Une attention rigoureuse
Est-ce que les discussions et le fonctionnement du Sénat méritent une telle attention de la part de ceux qui sont censés surveiller la moralité de cette chambre ? Y-a-t-il des raisons particulières pour qu’elle soit la première ou une des premières à mériter les faveurs d’une surveillance exceptionnelle ? On pensait jusqu’ici qu’une chambre aussi sage, composée de personnes ayant derrière eux une carrière déjà bien remplie ne méritait pas autant de sollicitude mais qu’au contraire les dossiers qui lui étaient confiés étaient traités avec grande attention, faisait l’objet d’une analyse et d’un discernement de haute qualité par des représentants de la nation experts en droit, finances, fonctionnement des rouages administratifs, voire relations commerciales et intégrité professionnelle.
Beaucoup d’avis
Le socialiste devra rendre des avis sur toute question éthique concernant les conditions d’exercice du mandat des sénateurs. Le comité de déontologie parlementaire du Sénat a élu mercredi 27 janvier à sa présidence le sénateur PS et ancien ministre Robert Badinter, a annoncé le Sénat dans un communiqué. Le président UMP du Sénat, Gérard Larcher, a indiqué lors de la réunion constitutive de ce comité que Robert Badinter serait appelé à rendre des avis sur toute question éthique concernant les conditions d’exercice du mandat des sénateurs et le fonctionnement du Sénat qui lui serait soumise par le Bureau du Sénat ou son Président", ajoute le communiqué. Ce comité, qui comprend un sénateur par groupe politique, est composé de Josselin de Rohan (UMP), Robert Badinter (socialiste), Jean-Léonce Dupont (Union centriste), Nicole Borvo Cohen-Seat (CRC-SPG) et Michel Charasse (RDSE).

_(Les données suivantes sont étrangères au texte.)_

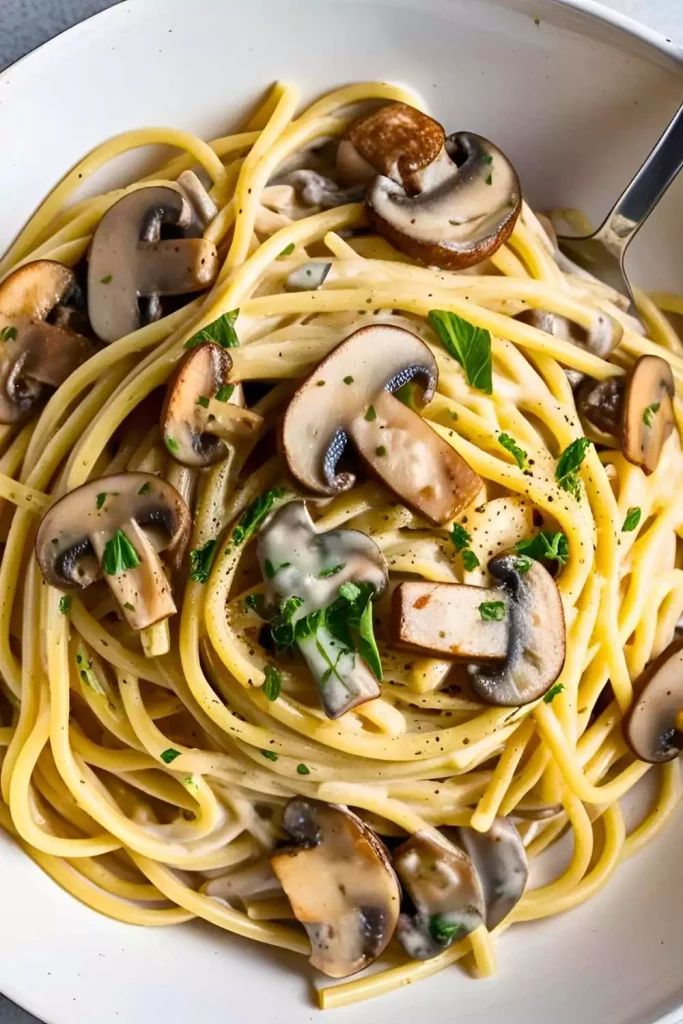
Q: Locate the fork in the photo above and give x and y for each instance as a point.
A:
(601, 253)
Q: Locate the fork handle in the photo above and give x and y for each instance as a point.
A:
(646, 188)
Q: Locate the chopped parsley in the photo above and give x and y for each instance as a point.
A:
(119, 555)
(510, 444)
(224, 393)
(221, 331)
(272, 683)
(201, 560)
(566, 471)
(468, 344)
(632, 519)
(493, 611)
(546, 547)
(552, 692)
(650, 412)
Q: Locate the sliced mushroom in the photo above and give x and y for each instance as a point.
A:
(602, 338)
(340, 884)
(536, 639)
(297, 561)
(445, 893)
(458, 219)
(446, 619)
(501, 862)
(201, 417)
(348, 396)
(120, 522)
(35, 355)
(636, 412)
(130, 265)
(650, 727)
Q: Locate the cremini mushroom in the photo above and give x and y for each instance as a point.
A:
(635, 413)
(340, 884)
(447, 202)
(115, 527)
(452, 620)
(502, 865)
(298, 561)
(650, 727)
(536, 639)
(444, 893)
(348, 397)
(130, 266)
(35, 355)
(201, 416)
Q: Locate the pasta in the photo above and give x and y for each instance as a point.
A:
(147, 767)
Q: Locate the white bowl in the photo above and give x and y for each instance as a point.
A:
(575, 100)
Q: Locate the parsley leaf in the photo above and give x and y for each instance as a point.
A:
(221, 331)
(519, 455)
(201, 560)
(469, 344)
(546, 547)
(254, 514)
(272, 683)
(632, 519)
(119, 555)
(552, 692)
(493, 611)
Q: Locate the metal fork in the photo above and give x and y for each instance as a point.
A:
(602, 252)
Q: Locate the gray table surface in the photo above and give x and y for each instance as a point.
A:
(26, 24)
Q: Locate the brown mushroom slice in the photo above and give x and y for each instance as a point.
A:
(348, 397)
(446, 619)
(201, 417)
(340, 884)
(650, 727)
(35, 355)
(537, 636)
(648, 411)
(502, 865)
(458, 221)
(299, 561)
(121, 522)
(445, 893)
(129, 261)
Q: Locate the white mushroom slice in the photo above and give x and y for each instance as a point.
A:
(650, 727)
(348, 396)
(36, 356)
(537, 635)
(340, 884)
(444, 891)
(129, 261)
(121, 521)
(452, 620)
(201, 419)
(500, 859)
(297, 561)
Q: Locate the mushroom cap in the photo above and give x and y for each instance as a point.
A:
(40, 355)
(396, 140)
(649, 384)
(502, 865)
(537, 636)
(340, 883)
(445, 893)
(202, 373)
(128, 260)
(460, 221)
(63, 548)
(649, 728)
(348, 395)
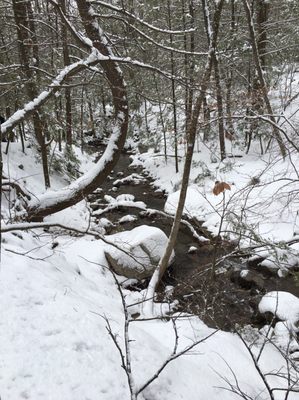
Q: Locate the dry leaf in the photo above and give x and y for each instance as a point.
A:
(220, 187)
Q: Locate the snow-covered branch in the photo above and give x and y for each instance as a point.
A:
(141, 21)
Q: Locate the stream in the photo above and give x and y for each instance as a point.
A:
(223, 302)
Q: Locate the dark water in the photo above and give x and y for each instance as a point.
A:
(219, 302)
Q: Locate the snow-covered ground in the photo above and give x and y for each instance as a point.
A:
(260, 208)
(54, 344)
(58, 298)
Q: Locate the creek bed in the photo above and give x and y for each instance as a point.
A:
(220, 302)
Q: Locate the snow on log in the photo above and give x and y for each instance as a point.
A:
(143, 246)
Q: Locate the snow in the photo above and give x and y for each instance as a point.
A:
(284, 305)
(56, 345)
(127, 218)
(55, 293)
(143, 247)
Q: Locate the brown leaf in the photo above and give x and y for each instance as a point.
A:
(220, 187)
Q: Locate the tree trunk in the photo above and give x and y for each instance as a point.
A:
(163, 264)
(67, 61)
(55, 201)
(26, 38)
(175, 129)
(261, 78)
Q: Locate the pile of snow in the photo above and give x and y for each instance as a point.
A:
(283, 305)
(138, 251)
(133, 179)
(57, 298)
(127, 218)
(123, 200)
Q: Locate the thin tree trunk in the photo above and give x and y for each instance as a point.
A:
(55, 201)
(175, 129)
(219, 107)
(26, 34)
(163, 264)
(261, 78)
(67, 61)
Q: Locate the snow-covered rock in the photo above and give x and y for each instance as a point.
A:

Pourquoi commencer par le Sénat ?
On peut continuer à s’interroger sur les raisons d’une telle nomination. Est-elle intervenue par nécessité à un moment où l’Etat est secoué par des conflits internes qui mettent en jeu la qualité la plus intime des rouages de l’Etat ? Beaucoup ne manqueront pas de se demander pour quelle raison cette chambre, plus qu’un autre a été l’objet de la sollicitude particulière des corps de la République ou d’autres organisations étatiques ? Ou bien s’agit-il d’un nouveau projet venu d’ailleurs qui aurait pour objectif de renforcer le contrôle d’un « SURMOI » particulièrement sourcilleux en raison de dérives antérieures dûment constatées et dont on craint la multiplication, l’extension ou la diffusion au sein de corps menacés plus particulièrement de gangrène parce que fonctionnant en situation anaérobie, c’est-à-dire sans beaucoup d’aération, de renouvellement d’oxygène pour permettre au corps d’être mis en marche, en activité prolongée, sans être asphyxié par un empoisonnement chronique, à peine détectable mais susceptible à longue échéance d’endommager définitivement les structures de la machine.
Pour une meilleure situation
Peut-être quelqu’un ou plusieurs se sont-ils aperçus avec angoisse, sinon panique, qu’une situation déjà difficile, pleine d’embûches devait être redressée sous peine d’être soignée comme un patient en situation grave entrant dans un Hôpital déjà rempli à ras bord dans lequel attendent dans le service d’urgence d’autres patients transportés par SAMU dans l’attente d’un examen médical comportant comme pour l’entrée dans les avions un scanner indiscret laissant les candidats passagers dans leur nudité originelle.